Email is a Massive Time Waster
When I was doing freelance design work, I used to shut down my mail client all together while I was working, so there was absolutely no distraction there. I loved it! But when I made the switch to Graphics.net, it was required that I kept it open while I was on the clock and also necessary. Instead of working for one client at a time, I had a couple managers and multiple clients all reaching in my direction at any given time. To add to the barrage of incoming mail from work, I have my personal inbox and my old freelance box in the same mail client. During the day, the only thing I needed to focus on was work, yet I was constantly distracted by new blog comment notifications, Twitter follow emails, Facebook friend requests, etc. For the longest time, I didn’t really need to worry about it as I saw a little preview of the incoming mail via Growl. That was, until I upgraded to Leopard. Growl has been updated a couple times with versions that are compatible with Leopard, but it seems every time Apple releases an update, it’s broken again. So I needed to find another way to have the mail still coming in, but without taking away my focus from the task at hand.
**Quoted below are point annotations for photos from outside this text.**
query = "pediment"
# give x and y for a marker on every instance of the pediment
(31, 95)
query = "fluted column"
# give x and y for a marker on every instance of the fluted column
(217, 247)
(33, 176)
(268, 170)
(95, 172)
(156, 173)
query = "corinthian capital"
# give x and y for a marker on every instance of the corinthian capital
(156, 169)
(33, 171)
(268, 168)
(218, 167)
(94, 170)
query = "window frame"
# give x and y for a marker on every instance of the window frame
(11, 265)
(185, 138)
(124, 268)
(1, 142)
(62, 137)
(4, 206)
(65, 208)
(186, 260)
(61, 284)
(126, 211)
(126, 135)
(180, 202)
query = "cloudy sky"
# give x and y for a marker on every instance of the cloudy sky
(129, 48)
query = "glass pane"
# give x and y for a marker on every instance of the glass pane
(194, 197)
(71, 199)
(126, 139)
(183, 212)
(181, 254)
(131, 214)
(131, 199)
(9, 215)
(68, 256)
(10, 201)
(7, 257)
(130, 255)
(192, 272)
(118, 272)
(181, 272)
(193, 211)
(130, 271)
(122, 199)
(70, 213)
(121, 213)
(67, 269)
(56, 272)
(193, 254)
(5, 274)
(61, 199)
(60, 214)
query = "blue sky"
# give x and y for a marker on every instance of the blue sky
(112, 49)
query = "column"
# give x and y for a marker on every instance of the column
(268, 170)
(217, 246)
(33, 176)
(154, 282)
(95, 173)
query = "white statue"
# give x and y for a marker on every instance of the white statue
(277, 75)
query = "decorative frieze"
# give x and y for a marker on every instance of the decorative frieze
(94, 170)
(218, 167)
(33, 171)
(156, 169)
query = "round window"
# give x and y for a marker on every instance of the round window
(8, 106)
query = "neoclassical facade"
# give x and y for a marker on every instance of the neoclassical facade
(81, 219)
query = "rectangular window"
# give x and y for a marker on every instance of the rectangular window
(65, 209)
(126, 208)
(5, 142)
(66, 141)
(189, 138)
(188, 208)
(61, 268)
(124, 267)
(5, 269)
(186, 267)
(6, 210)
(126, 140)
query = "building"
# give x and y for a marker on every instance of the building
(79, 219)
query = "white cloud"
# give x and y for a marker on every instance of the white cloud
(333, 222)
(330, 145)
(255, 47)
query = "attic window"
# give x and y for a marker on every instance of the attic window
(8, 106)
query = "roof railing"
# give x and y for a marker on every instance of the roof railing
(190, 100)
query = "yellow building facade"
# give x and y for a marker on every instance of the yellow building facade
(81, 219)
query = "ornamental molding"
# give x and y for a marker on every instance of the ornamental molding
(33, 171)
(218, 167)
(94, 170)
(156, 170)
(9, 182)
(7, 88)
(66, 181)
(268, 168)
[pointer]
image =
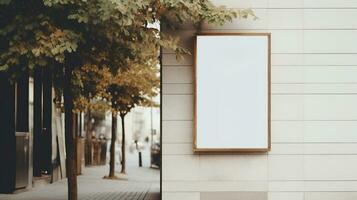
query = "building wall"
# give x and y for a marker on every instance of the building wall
(314, 110)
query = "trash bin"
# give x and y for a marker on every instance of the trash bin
(103, 153)
(80, 154)
(96, 152)
(22, 159)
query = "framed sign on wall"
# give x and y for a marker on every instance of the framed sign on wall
(232, 92)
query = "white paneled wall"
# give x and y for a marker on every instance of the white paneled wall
(314, 108)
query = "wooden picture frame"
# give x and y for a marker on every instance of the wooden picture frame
(206, 148)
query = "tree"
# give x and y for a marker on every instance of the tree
(67, 34)
(34, 36)
(135, 86)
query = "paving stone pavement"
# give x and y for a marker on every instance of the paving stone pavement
(141, 184)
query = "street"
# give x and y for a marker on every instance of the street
(141, 184)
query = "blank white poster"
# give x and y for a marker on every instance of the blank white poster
(232, 92)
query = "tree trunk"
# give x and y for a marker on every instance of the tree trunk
(70, 137)
(123, 171)
(112, 146)
(88, 138)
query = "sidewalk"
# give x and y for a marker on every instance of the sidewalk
(142, 184)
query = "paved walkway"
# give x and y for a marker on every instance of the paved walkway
(142, 184)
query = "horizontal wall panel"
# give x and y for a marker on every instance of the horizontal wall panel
(286, 167)
(180, 167)
(330, 149)
(243, 24)
(329, 59)
(314, 132)
(183, 89)
(330, 19)
(280, 74)
(314, 107)
(286, 196)
(181, 195)
(177, 107)
(287, 149)
(330, 131)
(285, 18)
(323, 88)
(287, 41)
(330, 3)
(177, 131)
(326, 186)
(312, 89)
(211, 195)
(206, 186)
(287, 59)
(178, 74)
(330, 167)
(171, 59)
(330, 196)
(241, 3)
(286, 186)
(287, 131)
(286, 4)
(233, 167)
(283, 59)
(314, 59)
(330, 41)
(177, 149)
(314, 74)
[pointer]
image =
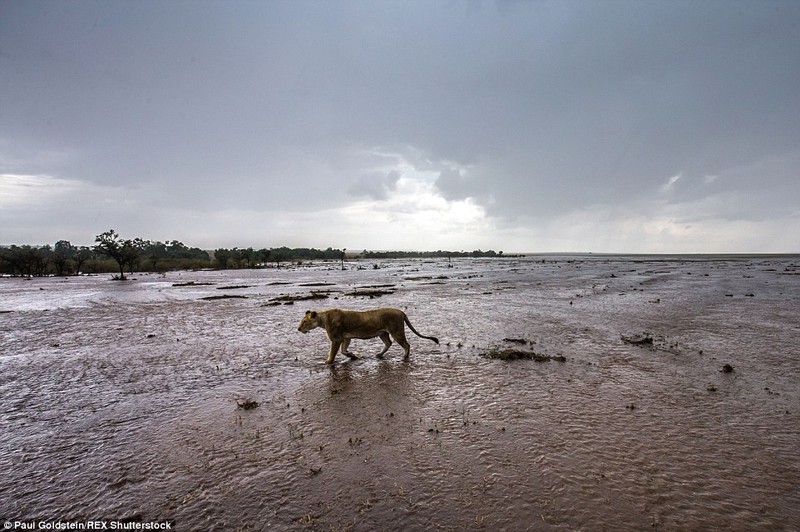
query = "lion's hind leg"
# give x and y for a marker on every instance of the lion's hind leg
(346, 351)
(400, 338)
(387, 343)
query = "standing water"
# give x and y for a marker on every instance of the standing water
(666, 397)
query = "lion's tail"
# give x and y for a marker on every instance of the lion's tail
(433, 338)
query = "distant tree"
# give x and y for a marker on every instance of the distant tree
(280, 254)
(82, 254)
(111, 245)
(133, 250)
(221, 258)
(63, 253)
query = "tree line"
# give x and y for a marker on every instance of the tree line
(112, 253)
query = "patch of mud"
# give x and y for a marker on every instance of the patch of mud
(519, 354)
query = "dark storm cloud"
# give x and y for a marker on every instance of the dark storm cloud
(529, 109)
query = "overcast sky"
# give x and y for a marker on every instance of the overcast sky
(603, 126)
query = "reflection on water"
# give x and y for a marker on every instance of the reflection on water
(119, 400)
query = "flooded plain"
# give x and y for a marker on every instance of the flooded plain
(191, 396)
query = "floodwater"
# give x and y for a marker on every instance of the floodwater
(120, 400)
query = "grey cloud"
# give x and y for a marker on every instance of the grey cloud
(375, 185)
(525, 107)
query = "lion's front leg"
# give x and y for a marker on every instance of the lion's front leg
(334, 348)
(387, 343)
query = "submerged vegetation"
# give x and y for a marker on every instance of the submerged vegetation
(113, 254)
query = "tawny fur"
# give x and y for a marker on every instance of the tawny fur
(344, 325)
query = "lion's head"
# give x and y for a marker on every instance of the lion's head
(309, 321)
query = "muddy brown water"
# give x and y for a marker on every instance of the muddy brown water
(119, 399)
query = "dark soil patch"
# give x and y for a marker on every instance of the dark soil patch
(247, 404)
(369, 293)
(638, 339)
(301, 297)
(519, 354)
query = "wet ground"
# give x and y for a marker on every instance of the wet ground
(121, 400)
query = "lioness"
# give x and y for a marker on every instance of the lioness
(343, 325)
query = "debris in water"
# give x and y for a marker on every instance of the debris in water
(638, 339)
(519, 354)
(302, 297)
(369, 293)
(226, 296)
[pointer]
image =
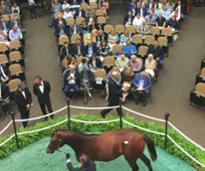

Rules to the rescue! The only email that reaches my personal inbox and triggers the dock indicator is legit email. All web service notifications, newsletters, etc. are now directed to subfolders which display a “new” count in the sidebar, but aren’t reflected in the dock. The folders I setup are titled, Blog Comments, Notifications, and News & Press. I can’t tell you how much this has relieved the distraction by that little red icon in my dock, and it’s crazy easy to implement. For example…
To filter out the blog comment notifications – these are emails sent by WordPress every time a new comment is added or one is waiting in the moderation queue. Simply add a rule that says, “if sender is equal to firstname.lastname@example.org, move message to Blog Comments folder.”
General notifications can be a bit more tricky, but you can catch just about everything here if you get creative. Things like Twitter and Faceook emails are easy, since they’re always address from Twitter and Facebook. Some other things, like Flickr friend adds are a bit trickier, but still do-able. If part of a subject line is consistent with each messages, you can use that instead. So now the rule becomes, “if subject contains [Flickr] you are, move message to Notifications folder.”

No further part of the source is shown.